Eğer bir Formula 1 pilotu olmak istiyorsanız çocukluktan itibaren çok zorlu bir süreç sizi bekliyor. Çok çalışmanız ve büyük bir maddi desteğe ihtiyacınız var. Ancak bu zorlu süreci sadece sadece siz değil aileniz de yaşayacak. Lewis Hamilton’ın babası Anthony Hamilton da Lewis’in Formula 1 pilotu olması için çok zorluklar çekti. Anthony oğlunun kartingde yeteneğini gördükten sonra IT yönetici olarak çalıştığı işini bıraktı. Lewis’e daha fazla vakit ayırmak için müteahhitlik yapmaya başladı. Tabii ki Anthony’nin maaşı çok fazla olmayan tek bir işle karting giderlerini karşılaması mümkün değildi. Lewis konuk olduğu David Letterman’ın şovunda babasının o dönemde yaptığı fedakarlıklarla ilgili şöyle diyor: “Babam iş için sabah saat 5:30’da uyanıp trenle Londra’ya gider ve akşam sekizde eve dönerdi. İşten döndükten sonra da gece bire kadar arabayla ilgileniyordu. Bir ara aynı anda üç işte çalışıyordu ve evi bile birçok kez ipotek ettirmişti.” Anthony arabayla ilgileniyor ve Lewis’i yarışlara götürüyordu. Yarışlarda ona mentorlük yapıyordu. Nerelerde geç fren yapması gerektiğini, nasıl sürmesi gerektiğini söylüyordu. Anthony her yarışta Lewis’in yanındaydı.

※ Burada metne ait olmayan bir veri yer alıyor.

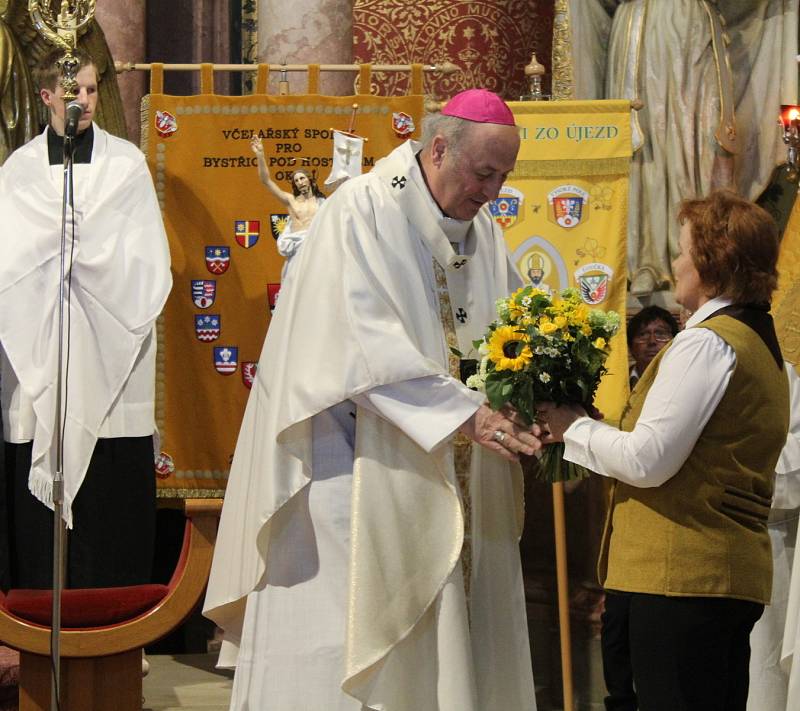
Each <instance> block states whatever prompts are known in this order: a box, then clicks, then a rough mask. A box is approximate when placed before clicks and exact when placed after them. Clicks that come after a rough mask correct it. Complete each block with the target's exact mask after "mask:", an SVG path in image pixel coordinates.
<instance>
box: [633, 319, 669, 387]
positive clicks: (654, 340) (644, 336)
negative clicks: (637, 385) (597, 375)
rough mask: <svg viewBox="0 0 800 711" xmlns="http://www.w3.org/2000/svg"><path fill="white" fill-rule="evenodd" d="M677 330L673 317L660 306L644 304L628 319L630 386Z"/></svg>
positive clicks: (638, 379) (635, 383)
mask: <svg viewBox="0 0 800 711" xmlns="http://www.w3.org/2000/svg"><path fill="white" fill-rule="evenodd" d="M679 330H680V329H679V328H678V322H677V321H676V320H675V317H674V316H673V315H672V314H671V313H670V312H669V311H667V310H666V309H662V308H661V307H660V306H646V307H645V308H643V309H642V310H641V311H639V313H637V314H636V315H635V316H634V317H633V318H632V319H631V320H630V321H628V328H627V336H628V353H630V355H631V357H632V358H633V365H632V366H631V370H630V374H629V377H630V385H631V388H632V387H633V386H634V385H636V382H637V381H638V380H639V378H641V377H642V373H644V371H645V369H646V368H647V366H648V365H650V361H651V360H653V358H655V357H656V356H657V355H658V353H659V351H660V350H661V349H662V348H663V347H664V346H665V345H667V343H669V342H670V341H671V340H672V339H673V338H675V336H676V335H677V334H678V331H679Z"/></svg>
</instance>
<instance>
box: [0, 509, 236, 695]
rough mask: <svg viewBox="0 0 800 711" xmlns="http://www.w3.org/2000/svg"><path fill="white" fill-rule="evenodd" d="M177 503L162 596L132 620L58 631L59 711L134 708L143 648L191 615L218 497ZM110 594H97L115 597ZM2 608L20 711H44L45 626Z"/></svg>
mask: <svg viewBox="0 0 800 711" xmlns="http://www.w3.org/2000/svg"><path fill="white" fill-rule="evenodd" d="M183 506H184V513H185V515H186V528H185V531H184V540H183V548H182V550H181V555H180V558H179V560H178V564H177V566H176V568H175V572H174V573H173V576H172V579H171V580H170V582H169V584H168V585H167V586H166V587H165V590H164V593H163V596H160V597H161V599H160V600H159V601H158V602H157V603H156V604H155V605H154V606H153V607H151V608H150V609H148V610H146V611H145V612H143V613H142V614H139V615H138V616H136V617H133V618H132V619H123V620H119V621H115V622H114V623H113V624H108V625H104V626H101V627H86V628H84V627H82V628H66V627H64V628H63V630H62V633H61V695H60V698H61V711H111V710H113V711H140V709H141V707H142V648H143V647H144V646H145V645H147V644H150V643H151V642H153V641H155V640H157V639H159V638H161V637H163V636H164V635H166V634H168V633H169V632H170V631H171V630H173V629H174V628H175V627H177V626H178V625H179V624H180V623H181V622H182V621H183V620H184V619H185V618H186V617H187V616H188V615H189V614H190V613H191V611H192V610H193V609H194V607H195V605H196V604H197V601H198V600H199V599H200V595H201V594H202V593H203V590H204V589H205V586H206V583H207V581H208V574H209V571H210V569H211V558H212V554H213V551H214V541H215V539H216V534H217V524H218V519H219V513H220V510H221V508H222V500H221V499H187V500H186V501H185V502H184V504H183ZM114 590H115V589H114V588H106V589H105V590H103V591H100V592H99V593H98V594H106V595H108V596H110V597H112V598H113V595H114ZM127 590H128V591H130V590H132V589H131V588H128V589H127ZM76 592H78V591H76ZM12 593H13V591H12ZM22 596H23V597H24V594H22ZM48 597H49V596H48ZM63 599H64V598H62V600H63ZM111 602H113V599H112V600H111ZM7 603H8V600H7V599H3V600H0V641H2V642H3V643H5V644H6V645H8V646H9V647H13V648H15V649H18V650H19V651H20V680H19V711H50V679H51V671H50V668H51V662H50V628H49V627H48V626H46V625H42V624H37V623H35V622H31V621H29V620H27V619H23V618H22V617H19V616H16V615H14V614H12V613H11V612H9V609H8V607H7ZM47 619H48V620H49V619H50V617H49V615H48V618H47ZM53 711H55V710H53Z"/></svg>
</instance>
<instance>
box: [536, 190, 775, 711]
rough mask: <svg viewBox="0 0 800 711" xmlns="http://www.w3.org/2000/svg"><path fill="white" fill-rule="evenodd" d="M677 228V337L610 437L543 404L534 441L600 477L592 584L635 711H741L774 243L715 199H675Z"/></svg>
mask: <svg viewBox="0 0 800 711" xmlns="http://www.w3.org/2000/svg"><path fill="white" fill-rule="evenodd" d="M679 219H680V222H681V224H682V227H681V233H680V240H679V245H680V254H679V255H678V257H677V258H676V259H675V260H674V262H673V272H674V276H675V298H676V299H677V301H678V302H679V303H680V304H681V305H682V306H683V307H684V308H686V309H688V310H689V311H690V312H692V316H691V318H690V319H689V320H688V321H687V323H686V329H685V330H684V331H682V332H681V333H679V334H678V335H677V336H676V337H675V338H674V339H673V341H672V342H671V343H670V344H669V345H668V346H667V347H665V348H664V349H663V350H662V351H661V353H660V354H659V355H658V356H657V357H656V358H655V359H654V360H653V361H652V362H651V364H650V365H649V366H648V368H647V370H645V372H644V373H643V374H642V377H641V379H640V380H639V382H638V383H637V384H636V387H635V388H634V390H633V392H632V393H631V397H630V400H629V401H628V404H627V406H626V407H625V410H624V412H623V415H622V419H621V422H620V426H619V428H616V427H612V426H610V425H607V424H604V423H602V422H598V421H595V420H593V419H591V418H590V417H587V416H586V413H585V411H584V410H583V409H582V408H580V407H578V406H561V407H557V408H556V407H554V406H553V405H548V404H545V405H542V406H541V407H540V420H541V433H542V435H541V436H542V442H543V443H545V444H548V443H550V442H556V441H562V440H563V441H564V442H565V444H566V453H565V456H566V458H567V459H568V460H570V461H573V462H576V463H578V464H581V465H583V466H585V467H587V468H588V469H590V470H591V471H594V472H596V473H598V474H600V475H602V476H606V477H610V478H611V479H612V480H613V483H612V486H611V493H610V506H609V512H608V518H607V520H606V526H605V531H604V534H603V542H602V546H601V552H600V560H599V562H598V576H599V579H600V582H601V584H602V585H603V586H604V587H605V588H606V589H607V590H609V591H612V592H619V593H623V596H624V598H625V599H626V603H627V604H628V605H629V608H628V610H629V612H628V639H629V641H630V661H631V667H632V672H633V682H634V686H635V689H636V696H637V697H638V708H639V709H640V711H739V710H741V711H744V709H745V705H746V701H747V685H748V660H749V655H750V648H749V635H750V630H751V629H752V627H753V625H754V624H755V622H756V620H757V619H758V618H759V617H760V616H761V613H762V611H763V609H764V605H765V604H766V603H768V602H769V599H770V591H771V583H772V556H771V552H770V540H769V536H768V533H767V526H766V524H767V516H768V514H769V507H770V501H771V498H772V487H773V476H774V471H775V464H776V462H777V460H778V456H779V454H780V451H781V448H782V447H783V444H784V442H785V440H786V432H787V428H788V415H789V403H788V388H787V378H786V374H785V373H784V372H783V360H782V358H781V353H780V348H779V346H778V340H777V337H776V335H775V329H774V327H773V323H772V317H771V316H770V314H769V302H770V298H771V295H772V292H773V290H774V289H775V286H776V283H777V271H776V269H775V263H776V260H777V255H778V238H777V233H776V228H775V224H774V222H773V221H772V219H771V218H770V216H769V215H768V214H767V213H766V212H765V211H764V210H762V209H761V208H760V207H758V206H756V205H754V204H753V203H751V202H748V201H746V200H743V199H742V198H740V197H738V196H736V195H735V194H734V193H732V192H729V191H717V192H714V193H712V194H711V195H709V197H707V198H705V199H700V200H688V201H685V202H684V203H683V204H682V205H681V208H680V212H679ZM612 597H613V596H612ZM635 703H636V700H634V701H633V704H634V705H633V706H631V708H636V706H635Z"/></svg>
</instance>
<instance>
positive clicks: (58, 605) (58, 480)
mask: <svg viewBox="0 0 800 711" xmlns="http://www.w3.org/2000/svg"><path fill="white" fill-rule="evenodd" d="M72 159H73V137H72V136H71V135H66V132H65V135H64V191H63V199H62V203H61V266H60V271H59V276H60V280H59V285H58V363H57V367H58V372H57V373H56V423H55V424H56V467H55V473H54V476H53V606H52V623H51V625H50V630H51V631H50V634H51V636H50V654H51V661H52V674H53V683H52V685H51V687H50V691H51V694H50V709H51V711H58V709H60V708H61V704H60V696H61V593H62V591H63V590H64V569H65V563H66V543H67V531H66V526H65V525H64V519H63V510H64V421H65V419H66V418H65V412H64V407H63V401H64V398H63V392H64V376H65V373H64V322H65V317H64V307H65V304H67V289H66V282H67V281H68V280H69V279H70V276H71V275H70V272H71V270H72V263H71V259H70V263H69V265H67V224H68V222H69V224H71V225H72V228H73V230H74V223H73V220H72V219H69V220H68V213H67V209H68V207H69V208H71V209H72V210H73V211H74V207H75V205H74V200H73V197H74V196H73V182H72V173H73V171H72ZM69 217H70V218H71V217H72V216H71V215H70V216H69ZM71 238H74V234H73V235H71ZM67 306H68V304H67ZM67 337H69V333H68V334H67ZM67 350H69V343H67Z"/></svg>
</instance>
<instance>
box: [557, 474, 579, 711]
mask: <svg viewBox="0 0 800 711" xmlns="http://www.w3.org/2000/svg"><path fill="white" fill-rule="evenodd" d="M565 518H566V517H565V515H564V482H563V481H557V482H554V483H553V530H554V533H555V540H556V583H557V588H558V629H559V636H560V638H561V685H562V689H563V693H564V711H575V704H574V701H573V694H572V642H571V637H570V629H569V579H568V576H567V530H566V522H565Z"/></svg>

Tabii ki her zaman ilişkileri müthiş değildi. Anthony 2010 yılına kadar Lewis’in menajerliğini yapmıştı. 2010 yılında Lewis profesyonel anlamdaki ilişkilerini sonlandırmak istedi. Lewis o dönemde babasının ilgilenmesi gereken başka işler olduğu için artık babasının menajeri olmasını istemediğini söylemişti. Ancak babası o dönemle ilgili olarak bu durumun çok kalbini kırdığını ve şok olduğunu dile getiriyor. Baba ve oğul bu olaydan sonra iki yıla yakın bir süre neredeyse hiç görüşmediler. Daha sonra ikili yavaş yavaş tekrar iletişim kurmaya başladı. Anthony, “Dürüstçe söyleyebilirim ki ikimiz de bu olaydan sonra daha iyi insanlar olduk. Bir aşamada olması gerekiyordu. Biri diğerine ‘Seni terk ediyorum’ demek zorunda kalacaktı.” diyor.
Şu anda Anthony ve Lewis’in arası eskisine göre çok daha iyi. Lewis sosyal medya hesabından Şubat 2020’de babasıyla uzun bir aradan sonra beraber vakit geçirdiklerini belirttiği bir fotoğraf paylaştı. Anthony, Lewis’in bazı yarışlarını izlemek için pistlere gidiyor ve takım garajında bulunuyor. Artık ilişkileri menajer ve pilot değil, baba ve oğul ilişkisi. Aslında bütün bu süreci ve babasıyla ilişkisini Lewis Hamilton şu sözleriyle en güzel şekilde özetliyor: “Babam ve benim kolay bir ilişkimiz yok.”